Jalan Swadaya No.19, Jatibening, Pondok gede, RT.002/RW.014, Jatibening, Kec. Pondok
gede, Kota Bekasi, Jawa Barat 17412
1. Definisi
Gangguan keseimbangan postural merupakan hal yang sering terjadi pada lansia.
Apabila keseimbangan postural lansia tidak terkontrol, maka akan dapat meningkatkan
resiko jatuh (Siburian, 2006). Faktor risiko jatuh pada lansia meliputi faktor intrinsik (host)
dan faktor ekstrinsik (environmental). Faktor intrinsik terdiri dari: permasalahan
keseimbangan dan berjalan, kelemahan otot, riwayat jatuh sebelumnya, penggunaan alat
bantu, permasalahan penglihatan, radang sendi, depresi, permasalahan kognitif, serta
usia lebih dari 80 tahun. Faktor ekstrinsik meliputi: penggunaan alas kaki yang tidak tepat,
permukaan lantai yang licin atau kasar, pencahayaan yang kurang, serta banyaknya
hambatan yang terdapat pada lingkungan (Rubenstein, 2002).
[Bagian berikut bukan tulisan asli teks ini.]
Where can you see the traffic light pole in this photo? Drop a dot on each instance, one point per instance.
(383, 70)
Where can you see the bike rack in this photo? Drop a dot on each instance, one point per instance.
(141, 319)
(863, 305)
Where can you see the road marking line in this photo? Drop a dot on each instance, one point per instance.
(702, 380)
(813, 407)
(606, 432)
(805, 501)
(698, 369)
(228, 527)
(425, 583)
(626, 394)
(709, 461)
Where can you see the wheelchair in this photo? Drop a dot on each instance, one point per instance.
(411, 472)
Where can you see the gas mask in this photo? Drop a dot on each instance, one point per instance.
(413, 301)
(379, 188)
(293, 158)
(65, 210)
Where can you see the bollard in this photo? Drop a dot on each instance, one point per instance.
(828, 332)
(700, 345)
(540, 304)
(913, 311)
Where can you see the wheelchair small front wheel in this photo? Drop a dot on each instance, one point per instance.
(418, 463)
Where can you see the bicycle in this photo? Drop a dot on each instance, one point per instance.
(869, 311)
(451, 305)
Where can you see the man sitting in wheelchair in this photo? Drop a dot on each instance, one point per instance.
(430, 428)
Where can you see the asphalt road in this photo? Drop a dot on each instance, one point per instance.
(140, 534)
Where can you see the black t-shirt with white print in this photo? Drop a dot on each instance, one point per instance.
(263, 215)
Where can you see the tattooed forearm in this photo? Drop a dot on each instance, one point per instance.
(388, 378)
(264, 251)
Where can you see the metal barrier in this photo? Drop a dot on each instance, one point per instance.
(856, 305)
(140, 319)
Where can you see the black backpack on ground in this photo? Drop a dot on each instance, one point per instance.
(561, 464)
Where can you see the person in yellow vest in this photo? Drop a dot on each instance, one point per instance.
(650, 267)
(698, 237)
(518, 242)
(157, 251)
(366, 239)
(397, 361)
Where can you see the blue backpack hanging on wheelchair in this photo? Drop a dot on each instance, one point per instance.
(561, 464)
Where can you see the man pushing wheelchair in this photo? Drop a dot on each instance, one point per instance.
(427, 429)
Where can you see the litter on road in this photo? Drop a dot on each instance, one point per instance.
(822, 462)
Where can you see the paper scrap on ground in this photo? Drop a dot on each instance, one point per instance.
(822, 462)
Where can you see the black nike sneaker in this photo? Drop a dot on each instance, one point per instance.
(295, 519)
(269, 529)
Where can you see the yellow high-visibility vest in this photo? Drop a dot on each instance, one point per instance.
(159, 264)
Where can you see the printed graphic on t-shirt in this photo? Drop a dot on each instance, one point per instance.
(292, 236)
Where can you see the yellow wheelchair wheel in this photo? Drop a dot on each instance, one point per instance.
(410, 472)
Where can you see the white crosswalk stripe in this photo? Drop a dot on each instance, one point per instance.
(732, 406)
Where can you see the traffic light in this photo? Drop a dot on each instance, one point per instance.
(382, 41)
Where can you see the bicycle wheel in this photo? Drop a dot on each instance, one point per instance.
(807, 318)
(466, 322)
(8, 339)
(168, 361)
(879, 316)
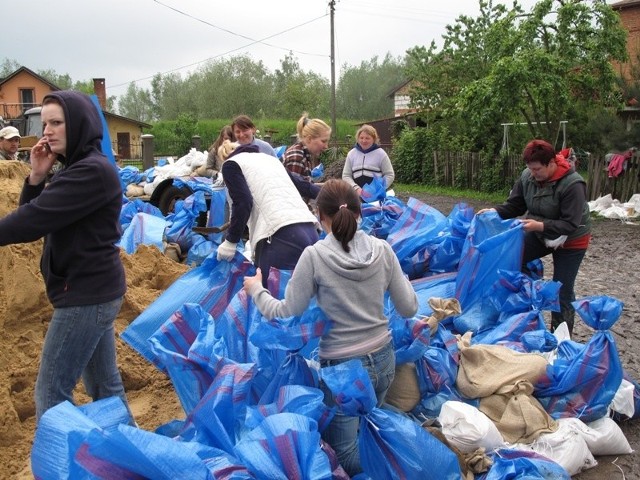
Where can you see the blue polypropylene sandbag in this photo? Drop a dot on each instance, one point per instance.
(391, 446)
(144, 229)
(492, 245)
(63, 428)
(523, 465)
(584, 386)
(308, 401)
(212, 285)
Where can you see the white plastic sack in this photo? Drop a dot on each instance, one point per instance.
(566, 446)
(623, 401)
(467, 428)
(605, 437)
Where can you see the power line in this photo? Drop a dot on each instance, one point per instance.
(228, 52)
(239, 34)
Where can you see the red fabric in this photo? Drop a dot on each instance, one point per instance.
(616, 165)
(562, 170)
(580, 243)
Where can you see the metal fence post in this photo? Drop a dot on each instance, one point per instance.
(147, 151)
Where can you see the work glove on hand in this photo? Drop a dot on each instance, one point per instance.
(226, 251)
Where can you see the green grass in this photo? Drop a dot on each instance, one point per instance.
(489, 198)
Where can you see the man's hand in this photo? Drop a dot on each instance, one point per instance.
(531, 225)
(226, 251)
(251, 281)
(485, 210)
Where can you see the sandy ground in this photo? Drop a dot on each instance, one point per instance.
(611, 267)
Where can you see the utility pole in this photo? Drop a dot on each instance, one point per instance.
(332, 7)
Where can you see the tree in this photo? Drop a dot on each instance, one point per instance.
(511, 66)
(136, 103)
(363, 91)
(297, 91)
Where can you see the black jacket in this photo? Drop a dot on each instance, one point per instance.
(78, 213)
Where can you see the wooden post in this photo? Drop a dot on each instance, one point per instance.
(147, 151)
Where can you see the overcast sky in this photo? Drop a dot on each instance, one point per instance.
(132, 40)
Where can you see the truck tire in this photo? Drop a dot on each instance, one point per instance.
(170, 196)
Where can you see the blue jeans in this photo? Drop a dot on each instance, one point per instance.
(80, 342)
(566, 263)
(342, 432)
(284, 248)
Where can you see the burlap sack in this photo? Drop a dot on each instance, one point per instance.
(134, 190)
(470, 463)
(484, 369)
(442, 308)
(404, 393)
(519, 416)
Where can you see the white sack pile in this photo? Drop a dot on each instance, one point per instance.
(608, 207)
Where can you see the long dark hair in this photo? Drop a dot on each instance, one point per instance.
(339, 202)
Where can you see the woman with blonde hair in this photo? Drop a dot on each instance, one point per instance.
(366, 161)
(313, 138)
(214, 163)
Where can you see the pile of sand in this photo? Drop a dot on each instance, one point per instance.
(24, 314)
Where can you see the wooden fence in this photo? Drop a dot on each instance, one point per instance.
(621, 187)
(466, 170)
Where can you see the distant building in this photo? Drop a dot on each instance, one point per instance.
(22, 90)
(629, 11)
(25, 89)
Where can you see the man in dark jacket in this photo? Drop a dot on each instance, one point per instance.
(77, 213)
(551, 196)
Setiap tahunnya terdapat satu per tiga lansia di dunia yang berumur di atas 65 tahun
mengalami jatuh. Angka ini cenderung meningkat seiring dengan bertambahnya usia.
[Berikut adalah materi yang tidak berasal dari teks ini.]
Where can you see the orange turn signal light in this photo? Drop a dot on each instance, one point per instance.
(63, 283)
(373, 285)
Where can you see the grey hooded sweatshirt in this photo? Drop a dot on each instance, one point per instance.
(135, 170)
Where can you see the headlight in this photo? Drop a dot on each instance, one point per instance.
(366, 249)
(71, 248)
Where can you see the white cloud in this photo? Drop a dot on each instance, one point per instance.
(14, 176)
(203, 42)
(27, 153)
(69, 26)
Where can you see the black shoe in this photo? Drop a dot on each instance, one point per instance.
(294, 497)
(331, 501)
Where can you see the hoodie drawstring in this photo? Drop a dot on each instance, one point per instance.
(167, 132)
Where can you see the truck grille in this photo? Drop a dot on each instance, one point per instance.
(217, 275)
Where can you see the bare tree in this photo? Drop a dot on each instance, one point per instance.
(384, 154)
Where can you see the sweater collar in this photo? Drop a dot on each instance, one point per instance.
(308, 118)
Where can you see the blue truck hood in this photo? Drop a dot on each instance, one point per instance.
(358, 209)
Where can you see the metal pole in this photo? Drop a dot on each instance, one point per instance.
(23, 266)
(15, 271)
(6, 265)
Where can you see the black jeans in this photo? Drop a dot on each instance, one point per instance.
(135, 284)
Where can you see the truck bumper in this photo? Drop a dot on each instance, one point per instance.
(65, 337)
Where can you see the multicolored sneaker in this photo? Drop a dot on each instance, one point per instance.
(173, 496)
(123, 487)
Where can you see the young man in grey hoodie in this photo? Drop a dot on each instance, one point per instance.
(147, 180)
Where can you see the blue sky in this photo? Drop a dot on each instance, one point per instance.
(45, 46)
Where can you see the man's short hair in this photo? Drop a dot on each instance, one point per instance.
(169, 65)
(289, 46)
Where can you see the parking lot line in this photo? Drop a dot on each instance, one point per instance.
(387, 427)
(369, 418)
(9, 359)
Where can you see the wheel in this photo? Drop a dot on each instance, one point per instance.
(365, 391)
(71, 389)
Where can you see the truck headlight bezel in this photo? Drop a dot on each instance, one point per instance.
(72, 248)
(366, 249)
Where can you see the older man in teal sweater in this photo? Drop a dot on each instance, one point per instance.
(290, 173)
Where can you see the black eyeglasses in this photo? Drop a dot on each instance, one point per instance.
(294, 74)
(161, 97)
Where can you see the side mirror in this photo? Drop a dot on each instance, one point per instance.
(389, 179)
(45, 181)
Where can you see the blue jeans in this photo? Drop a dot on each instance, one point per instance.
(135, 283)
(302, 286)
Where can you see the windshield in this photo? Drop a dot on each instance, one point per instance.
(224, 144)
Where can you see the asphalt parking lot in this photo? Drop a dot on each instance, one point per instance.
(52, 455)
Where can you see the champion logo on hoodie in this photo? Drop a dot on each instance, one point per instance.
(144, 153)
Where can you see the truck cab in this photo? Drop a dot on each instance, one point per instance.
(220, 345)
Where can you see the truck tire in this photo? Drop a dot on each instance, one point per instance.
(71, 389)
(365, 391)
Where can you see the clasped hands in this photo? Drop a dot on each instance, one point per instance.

Jatuh dan osteoporosis secara bersamaan mengakibatkan terjadinya fraktur panggul
pada lansia. Sebanyak 38% lansia yang jatuh dan dirawat di rumah sakit mengalami
fraktur panggul dan 90% kejadian fraktur panggul dialami oleh lansia berumur 70 tahun
ke atas (British Columbia, 2004). Sekitar satu per empat kematian di AS disebabkan oleh
jatuh dan terjadi pada 13% populasi lansia yang berusia di atas 65 tahun. Sekitar 30-73%
lansia yang mengalami jatuh cenderung akan terjadi jatuh yang berulang. Jatuh yang
berulang menjadi alasan utama ketergantungan lansia pada lingkungan sekitar. Efek
panjang yang dirasakan lansia yaitu berkurangnya rasa percaya diri, depresi, hingga
terisolasi secara sosial (Josephson, 2006).
2. Etiologi
Jatuh merupakan suatu kejadian yang dilaporkan penderita atau saksi mata, yang
melihat kejadian mengakibatkan seseorang mendadak terbaring/terduduk di
lantai/tempat yang lebih rendah dengan atau tanpa kehilangan kesadaran atau luka
(Darmojo, 2004).
Jatuh merupakan suatu kejadian yang menyebabkan subyek yang sadar menjadi
berada di permukaan tanah tanpa disengaja. Dan tidak termasuk jatuh akibat pukulan
keras, kehilangan kesadaran, atau kejang. Kejadian jatuh tersebut adalah dari penyebab
yang spesifik yang jenis dan konsekuensinya berbeda dari mereka yang dalam keadaan
sadar mengalami jatuh (Stanley, 2006).
3. Faktor Resiko
a. Faktor Instrinsik
Faktor instrinsik adalah variabel-variabel yang menentukan mengapa
seseorang dapat jatuh pada waktu tertentu dan orang lain dalam kondisi yang sama
mungkin tidak jatuh (Stanley, 2006). Faktor intrinsik tersebut antara lain adalah
gangguan muskuloskeletal misalnya menyebabkan gangguan gaya berjalan,
kelemahan ekstremitas bawah, kekakuan sendi, sinkope yaitu kehilangan kesadaran
secara tiba-tiba yang disebabkan oleh berkurangnya aliran darah ke otak dengan
gejala lemah, penglihatan gelap, keringat dingin, pucat dan pusing (Lumbantobing,
2004).
b. Faktor Ekstrinsik
Faktor ekstrinsik merupakan faktor dari luar (lingkungan sekitarnya)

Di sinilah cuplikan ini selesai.